これはGKノイアーのチェックによって防がれたイニエスタだったが、次は失敗はしない。12分、美白カンテラーノからアンリへと絶妙なキラーパスが通り、ノイアーと1対1でシュート。これは惜しくもブロックされるのだが、そのこぼれ球をゴール前に流し込んだところを、詰め寄ったボージャンが押し込んでゴール!ボージャン、大会史上2番目の若さとなる得点でバルサがリードを奪った。これぞ生粋ゴレアドールの得点嗅覚だ。
ここまでの展開はバルサ優位であり、ゴールはその報酬といえる。
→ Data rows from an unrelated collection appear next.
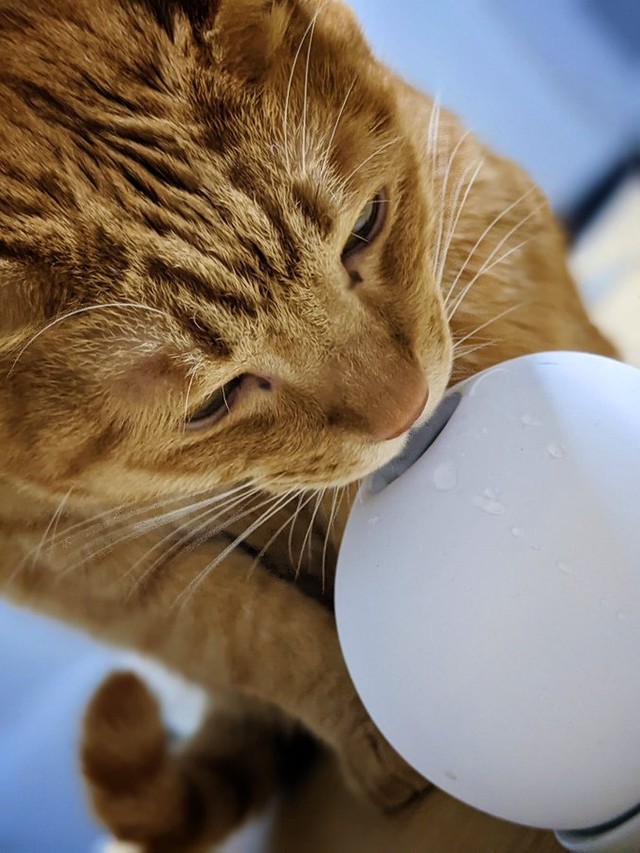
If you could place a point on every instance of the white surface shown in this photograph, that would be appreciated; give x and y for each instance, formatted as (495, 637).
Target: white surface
(488, 601)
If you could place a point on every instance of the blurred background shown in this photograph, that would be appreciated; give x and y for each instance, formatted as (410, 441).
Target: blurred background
(554, 84)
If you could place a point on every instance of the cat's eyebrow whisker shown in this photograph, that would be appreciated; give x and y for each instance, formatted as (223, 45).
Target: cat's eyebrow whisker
(308, 535)
(368, 159)
(277, 503)
(187, 396)
(327, 153)
(75, 313)
(489, 265)
(443, 194)
(453, 221)
(287, 101)
(305, 103)
(490, 322)
(484, 234)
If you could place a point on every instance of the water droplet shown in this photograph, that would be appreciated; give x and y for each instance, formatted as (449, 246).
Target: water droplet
(488, 376)
(490, 505)
(530, 420)
(445, 477)
(556, 450)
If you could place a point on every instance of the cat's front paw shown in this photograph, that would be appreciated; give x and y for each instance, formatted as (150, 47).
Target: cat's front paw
(376, 769)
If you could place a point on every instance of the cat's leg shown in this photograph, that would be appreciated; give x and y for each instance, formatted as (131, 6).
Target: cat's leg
(282, 647)
(191, 797)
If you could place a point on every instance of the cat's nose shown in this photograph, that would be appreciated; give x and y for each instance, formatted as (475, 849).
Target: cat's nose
(399, 413)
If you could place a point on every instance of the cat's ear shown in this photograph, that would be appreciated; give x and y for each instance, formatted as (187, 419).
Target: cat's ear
(247, 34)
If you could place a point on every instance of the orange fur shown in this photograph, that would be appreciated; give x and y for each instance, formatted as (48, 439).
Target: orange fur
(178, 179)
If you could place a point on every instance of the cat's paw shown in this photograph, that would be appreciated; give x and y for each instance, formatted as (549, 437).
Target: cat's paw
(376, 770)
しかし相手がそれにて目を覚ましてくると、ダメ押しできないのはこのライカーバルサの大いなる問題点。これといって脅威となる攻撃はないものの、シャルケはバルサに圧力をかけ始め、空中戦の強さを生かすべく、エリア内へとボールを送り込んでくるようになった。前半はそのまま、特に見せ場もなく終了。
そして後半、シャルケはさらにプレッシャーの度合いを強めてくる。それに対し、バルサはほぼ防戦一方だった。ボールタッチは多かったが、深みがまったくなく、チャンスには至れなかった。一方でゲルマンチームの作戦は変わらない。高さという武器を最大限に活用するため、シャルケはとにかくバルサエリアにヘディング用のボールを入れてきた。あとは機を見てのロングシュートだ。
2点目が入ったなら、それはこの試合を決定付けるだけでなく、セミファイナル進出にも多大な貢献をしただろう。だがそのダメ押し点を入れられないのが、このライカーバルサの弱み。気持ちはあるのに上手く機能してないのか、それともそもそもその気がなく、1点を守りきろうとしているのか(どうも後者の印象を受ける)。いずれにせよバルサのプレーには怖さがなく、平凡で単調だった。
70分前後は、バルサにとってピンチの連続。67分にはパンダーのロングシュートをあわやアサモアに押し込まれかけ、その3分後にはライン裏に抜け出したアンティトップのシュートが、右ポストをかすめている。どうにかシャルケを止めたいバルサはトゥレに代えてマルケスを送り込むも、状況に変化なし。ここからはサイドからのクロスを頭で合せる場面が多くなり(90分のボルドンのヘッドはバルデスが好セーブ)、よくも同点弾を食らわなかったものだ。
シャルケがバルサという名前に幾分ビビッてくれたこと、そしてシュートが枠内に飛ばなかったことが、バルサの勝因。このままではシャルケの壁は突破できたとしても、マンチェスターにはボコられそうで怖すぎる。それまでにきっかけをつかみ、復調していればいいのだが・・・。